Several essays investigate specific questions of Gower's poetic technique that cannot be discussed here: his relation to the exegetical literal (Robert R. Edwards), architectural dexterity in the Confessio (J.A. Burrows), handling of female voicing (Holly Barbaccia), handling of voicing and rime riche (Kim Zarins), positioning relative to the dream vision tradition (Andrew Galloway), invention and versification (David R. Carlson). Gower has clearly earned a place as a preeminent medieval poet.

The first of two plenary lectures at the 2008 congress (the second being J.A. Burrow's "Sinning against Love in Confessio Amantis," mentioned above) deserves special notice. In "John Gower: Prophet or Turncoat?," Nigel Saul sounds a note of caution in response to some recent interpretations of Gower's relationship to the Lancastrian revolution. Saul argues (pace Terry Jones and others) that Gower's well known revisions of his works could not have occurred in the period immediately following Henry's usurpation and instead "were made over a longer period in response to a variety of factors" (90). Judicious yet sympathetic, Saul's reading of Gower deserves attention for the formidable historical support it offers old-style readings (akin to those of George Coffman, John Fisher, and Russell Peck) of Gower as thoughtful, engaged citizen, whose works advance a "body of ideas...more consistent and more coherent than some recent critics have allowed" (91). Accordingly, several essays appear as exemplary new approaches to Gower's work as publicist, including Elliot Kendall's "Saving History: Gower's Apocalyptic and the New Arion," Candace Barrington's "John Gower's Legal Advocacy and 'In Praise of Peace,'" and Andreea Boboc's "Se-duction and Sovereign Power in Gower's Confessio Amantis." Saul's essay might also suggest the need to qualify Catherine Hume's characterization, in her essay "Why did Gower Write the Traitié?," of the apparatus dedicating the Traitié "a tout le monde en general" as a "smokescreen" (275). If the Traitié was first intended for a specific adulterer, as she cogently argues, this need not preclude Gower's later (or even simultaneous) reapplication of it to the common good. By the same token, Hume's essay refutes any notion that Gower's political doctrine constitutes a static entity.

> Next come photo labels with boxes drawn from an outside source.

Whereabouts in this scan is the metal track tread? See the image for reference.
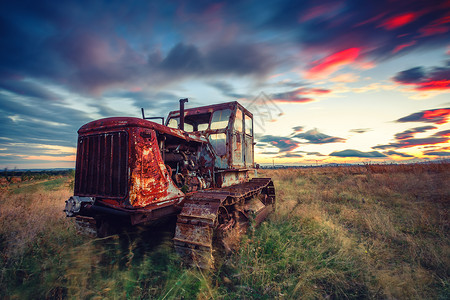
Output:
[173,178,275,269]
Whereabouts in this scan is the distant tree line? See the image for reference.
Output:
[1,168,75,183]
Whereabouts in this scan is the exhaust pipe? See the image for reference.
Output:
[178,98,188,130]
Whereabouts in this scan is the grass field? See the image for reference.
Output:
[0,163,450,299]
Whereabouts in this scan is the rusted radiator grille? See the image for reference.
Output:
[74,131,128,198]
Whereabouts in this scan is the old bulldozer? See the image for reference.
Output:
[64,99,275,268]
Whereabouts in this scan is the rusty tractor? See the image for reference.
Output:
[64,99,275,268]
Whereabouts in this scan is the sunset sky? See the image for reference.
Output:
[0,0,450,169]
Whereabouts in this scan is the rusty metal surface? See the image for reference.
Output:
[78,117,208,143]
[173,178,275,269]
[166,101,254,169]
[68,102,270,239]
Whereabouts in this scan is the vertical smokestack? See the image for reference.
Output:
[178,98,188,130]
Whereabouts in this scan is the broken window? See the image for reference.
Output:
[234,108,242,132]
[209,133,227,156]
[167,118,194,132]
[245,115,253,136]
[211,109,231,130]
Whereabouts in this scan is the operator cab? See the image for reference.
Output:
[166,101,254,169]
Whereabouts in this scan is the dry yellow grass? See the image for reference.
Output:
[0,163,450,299]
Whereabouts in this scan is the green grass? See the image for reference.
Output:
[0,165,450,299]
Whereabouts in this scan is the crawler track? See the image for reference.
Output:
[173,178,275,269]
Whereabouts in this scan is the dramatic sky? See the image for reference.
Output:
[0,0,450,169]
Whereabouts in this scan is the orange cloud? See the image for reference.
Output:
[423,108,450,124]
[306,47,361,78]
[23,155,76,162]
[415,80,450,91]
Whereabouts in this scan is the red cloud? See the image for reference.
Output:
[397,108,450,125]
[380,12,418,30]
[392,41,416,53]
[423,108,450,124]
[272,88,331,103]
[419,14,450,37]
[306,47,361,78]
[273,98,314,103]
[415,80,450,91]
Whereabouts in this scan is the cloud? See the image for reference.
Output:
[392,61,450,91]
[0,79,61,101]
[372,137,450,150]
[396,108,450,125]
[423,151,450,156]
[330,73,359,83]
[384,150,415,157]
[271,87,331,103]
[394,126,437,140]
[329,149,387,158]
[293,129,346,144]
[305,47,361,78]
[209,81,249,99]
[258,135,300,152]
[433,129,450,137]
[349,128,372,133]
[278,152,303,158]
[380,12,419,30]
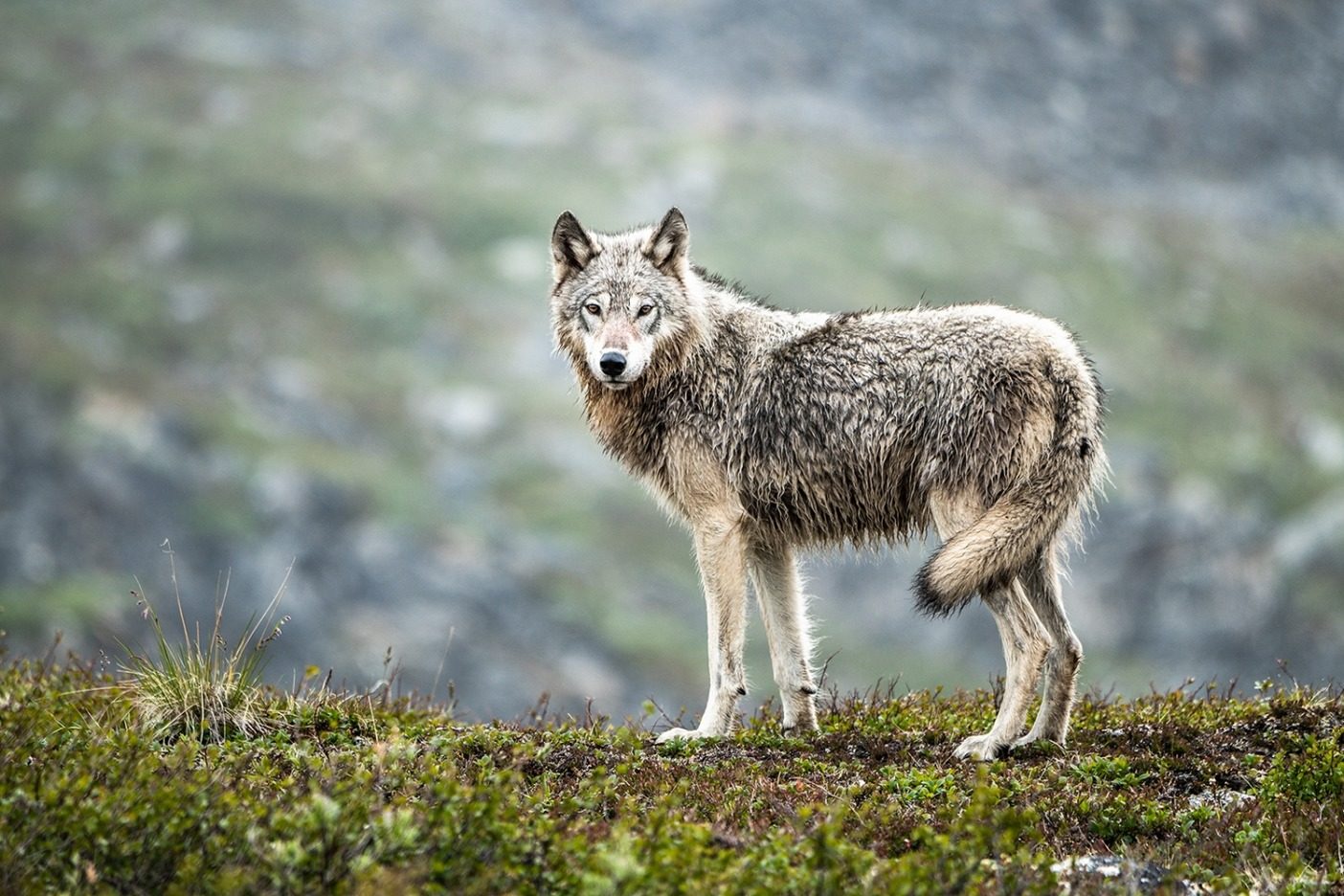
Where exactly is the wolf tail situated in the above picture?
[914,360,1106,616]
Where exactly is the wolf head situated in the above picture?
[551,209,702,391]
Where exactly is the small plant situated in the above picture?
[121,542,293,743]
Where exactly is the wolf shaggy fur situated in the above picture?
[551,209,1106,759]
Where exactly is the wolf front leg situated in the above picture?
[748,542,818,730]
[659,513,748,743]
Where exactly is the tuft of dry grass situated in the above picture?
[121,542,293,743]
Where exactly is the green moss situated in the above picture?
[0,662,1344,893]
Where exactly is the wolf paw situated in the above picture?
[655,728,719,744]
[952,735,1008,762]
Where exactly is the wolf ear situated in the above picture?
[551,213,598,283]
[642,209,691,277]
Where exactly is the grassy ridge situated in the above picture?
[0,662,1344,893]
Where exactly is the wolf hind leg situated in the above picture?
[954,579,1050,759]
[929,492,1050,759]
[1014,544,1084,747]
[748,543,818,730]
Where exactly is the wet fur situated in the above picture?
[551,210,1105,757]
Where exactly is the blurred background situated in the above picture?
[0,0,1344,719]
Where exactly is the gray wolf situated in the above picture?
[551,209,1106,759]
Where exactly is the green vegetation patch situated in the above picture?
[0,661,1344,893]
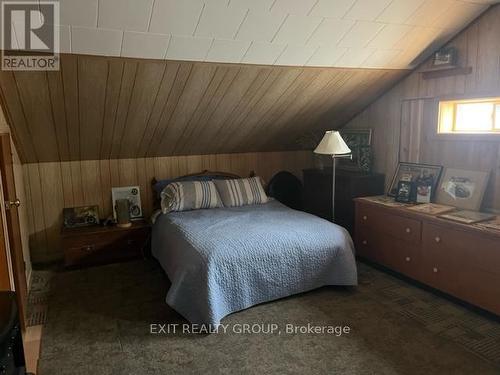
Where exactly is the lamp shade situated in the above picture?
[314,130,351,155]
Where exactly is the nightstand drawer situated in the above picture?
[63,227,150,267]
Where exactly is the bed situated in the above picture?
[152,172,357,325]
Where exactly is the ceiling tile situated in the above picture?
[59,0,97,27]
[405,0,456,26]
[273,15,322,44]
[195,3,247,39]
[275,44,317,66]
[339,21,385,48]
[241,42,286,65]
[309,0,356,18]
[229,0,274,12]
[306,46,347,66]
[344,0,391,21]
[122,31,170,59]
[97,0,153,31]
[335,48,375,68]
[307,18,354,46]
[368,24,413,49]
[271,0,317,16]
[235,10,286,42]
[206,39,250,63]
[55,25,71,53]
[149,0,203,36]
[71,27,123,56]
[166,35,213,61]
[377,0,425,23]
[363,49,401,68]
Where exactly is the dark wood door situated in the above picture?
[0,134,28,329]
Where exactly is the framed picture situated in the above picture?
[396,181,414,203]
[111,186,142,220]
[437,168,490,211]
[387,163,443,201]
[338,129,373,173]
[63,206,99,228]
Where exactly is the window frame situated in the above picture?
[437,96,500,139]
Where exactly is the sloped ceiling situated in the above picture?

If errors must be noted, these include "enemi" for Latin "enim" (128), several references to Phrixus/Frixus (Confessio V) as "Prixus" (127, 135), and "3000" for "30,000" (229). In addition, it must be untrue that Gower's collected works in three languages "run to about 30,000 lines" (304) since the Confessio alone greatly exceeds this number.

There is no doubt about the value of this collection. These essays represent the current flourishing state of Gower studies.